To identify children born during the study, researchers probabilistically matched mothers to births recorded in vital records, using social security number, birth date, name, and Medicaid ID.
How was program enrollment modified for the study?
NFP had a decentralized method of identifying participants for their program prior to the study. Once patients were identified, nurses would enroll them as part of the first home visit. Under this system, the program served about 600 women per year.
Alongside the randomized evaluation, the NFP program was scaled up to serve an average of 1,200 people per year, compared to 600 people served prior to the study. Extra personnel were hired to conduct outreach to new eligible participants.
Although the randomized evaluation coincided with an expansion of the program and the hiring of new staff, including an outreach team, NFP leadership requested that the nurse home visitors who make home visits be the ones conducting study enrollment.
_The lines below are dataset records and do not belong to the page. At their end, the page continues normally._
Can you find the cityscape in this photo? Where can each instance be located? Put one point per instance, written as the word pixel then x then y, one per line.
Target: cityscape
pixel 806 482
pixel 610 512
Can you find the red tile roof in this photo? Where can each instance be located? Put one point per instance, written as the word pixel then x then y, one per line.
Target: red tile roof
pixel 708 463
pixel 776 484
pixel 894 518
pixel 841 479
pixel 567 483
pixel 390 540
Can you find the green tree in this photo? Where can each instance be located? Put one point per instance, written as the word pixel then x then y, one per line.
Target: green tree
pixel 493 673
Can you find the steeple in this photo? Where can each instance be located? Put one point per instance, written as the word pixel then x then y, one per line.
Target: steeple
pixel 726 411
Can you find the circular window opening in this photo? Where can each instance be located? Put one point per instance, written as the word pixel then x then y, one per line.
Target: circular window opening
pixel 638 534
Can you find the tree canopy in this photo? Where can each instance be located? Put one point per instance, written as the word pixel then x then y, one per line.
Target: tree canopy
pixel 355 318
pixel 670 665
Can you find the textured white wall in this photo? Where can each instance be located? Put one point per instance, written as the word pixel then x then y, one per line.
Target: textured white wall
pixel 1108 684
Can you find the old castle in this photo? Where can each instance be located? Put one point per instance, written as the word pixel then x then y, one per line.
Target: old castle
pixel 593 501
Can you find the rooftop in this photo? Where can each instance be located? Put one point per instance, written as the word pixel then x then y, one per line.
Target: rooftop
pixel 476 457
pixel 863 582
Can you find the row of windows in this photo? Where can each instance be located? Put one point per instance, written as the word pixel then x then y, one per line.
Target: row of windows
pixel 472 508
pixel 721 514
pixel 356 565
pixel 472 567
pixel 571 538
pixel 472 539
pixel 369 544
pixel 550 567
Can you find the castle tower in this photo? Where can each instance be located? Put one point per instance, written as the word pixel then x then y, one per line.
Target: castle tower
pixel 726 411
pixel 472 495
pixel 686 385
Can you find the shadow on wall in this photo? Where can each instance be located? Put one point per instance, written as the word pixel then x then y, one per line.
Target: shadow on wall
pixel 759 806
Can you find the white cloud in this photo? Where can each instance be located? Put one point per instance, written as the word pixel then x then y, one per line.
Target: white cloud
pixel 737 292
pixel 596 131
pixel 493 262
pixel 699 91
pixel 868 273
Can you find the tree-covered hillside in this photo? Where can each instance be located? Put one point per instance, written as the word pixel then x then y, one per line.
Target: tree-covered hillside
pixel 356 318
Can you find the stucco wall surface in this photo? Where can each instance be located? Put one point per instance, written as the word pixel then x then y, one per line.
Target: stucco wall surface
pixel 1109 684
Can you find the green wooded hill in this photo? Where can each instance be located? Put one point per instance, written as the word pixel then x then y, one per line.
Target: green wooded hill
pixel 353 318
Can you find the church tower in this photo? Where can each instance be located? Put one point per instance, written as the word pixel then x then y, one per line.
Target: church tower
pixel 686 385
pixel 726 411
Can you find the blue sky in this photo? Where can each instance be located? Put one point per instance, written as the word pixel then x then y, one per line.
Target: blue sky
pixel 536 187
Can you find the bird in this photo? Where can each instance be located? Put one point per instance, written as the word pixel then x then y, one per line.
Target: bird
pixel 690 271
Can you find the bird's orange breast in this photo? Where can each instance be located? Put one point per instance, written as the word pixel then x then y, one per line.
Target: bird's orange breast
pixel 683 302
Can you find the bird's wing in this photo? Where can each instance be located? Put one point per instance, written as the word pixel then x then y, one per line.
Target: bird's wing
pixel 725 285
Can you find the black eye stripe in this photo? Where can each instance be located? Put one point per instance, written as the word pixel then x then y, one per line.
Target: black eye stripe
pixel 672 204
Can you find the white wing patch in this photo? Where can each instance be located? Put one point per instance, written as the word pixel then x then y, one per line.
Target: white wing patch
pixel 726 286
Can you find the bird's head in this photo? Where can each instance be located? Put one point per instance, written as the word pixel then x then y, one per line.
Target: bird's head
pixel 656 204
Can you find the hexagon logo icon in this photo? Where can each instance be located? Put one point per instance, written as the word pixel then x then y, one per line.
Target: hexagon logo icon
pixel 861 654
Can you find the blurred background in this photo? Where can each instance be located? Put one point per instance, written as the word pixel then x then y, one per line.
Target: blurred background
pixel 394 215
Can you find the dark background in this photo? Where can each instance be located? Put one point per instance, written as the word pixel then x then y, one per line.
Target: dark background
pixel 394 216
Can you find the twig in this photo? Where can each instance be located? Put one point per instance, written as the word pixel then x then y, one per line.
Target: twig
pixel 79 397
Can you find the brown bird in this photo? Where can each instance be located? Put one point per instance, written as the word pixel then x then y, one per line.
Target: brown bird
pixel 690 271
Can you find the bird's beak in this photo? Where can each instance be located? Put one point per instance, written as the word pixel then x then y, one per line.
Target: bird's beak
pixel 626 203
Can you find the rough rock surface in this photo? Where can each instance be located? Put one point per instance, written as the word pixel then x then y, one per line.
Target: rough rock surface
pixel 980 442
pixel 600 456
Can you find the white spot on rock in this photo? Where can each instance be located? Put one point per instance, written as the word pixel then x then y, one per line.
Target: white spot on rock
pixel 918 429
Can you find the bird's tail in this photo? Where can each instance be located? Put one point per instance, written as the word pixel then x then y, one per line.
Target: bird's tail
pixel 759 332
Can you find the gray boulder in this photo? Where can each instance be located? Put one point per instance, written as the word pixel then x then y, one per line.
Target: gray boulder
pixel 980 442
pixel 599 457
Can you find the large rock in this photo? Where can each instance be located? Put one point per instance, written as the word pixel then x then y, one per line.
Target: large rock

Therefore, nurses provided on-the-spot randomization and informed participants about their study group. NFP and local implementing partners believed their nurses were better equipped to work with the study population rather than external surveyors, as nurses who deliver the program are well-trained in working with low-income, first-time mothers from the local communities. They also believed that shifting the recruitment model to a centralized process with enrollment specialists was infeasible given the scale of the study and the program.
The study’s informed consent process was incorporated into the pre-existing program recruitment and consent process, therefore participants received both program and study information at the same time. This allowed the study team to ensure participants also received clear information about the program.
When did random assignment occur and why?
Random assignment was conducted on-the-spot, after participants consented to the study and completed the baseline survey. The survey software, SurveyCTO, automatically assigned participants to either an intervention or comparison group. Two-thirds of the sample was randomly allocated to receive the treatment intervention and one-third to the comparison group.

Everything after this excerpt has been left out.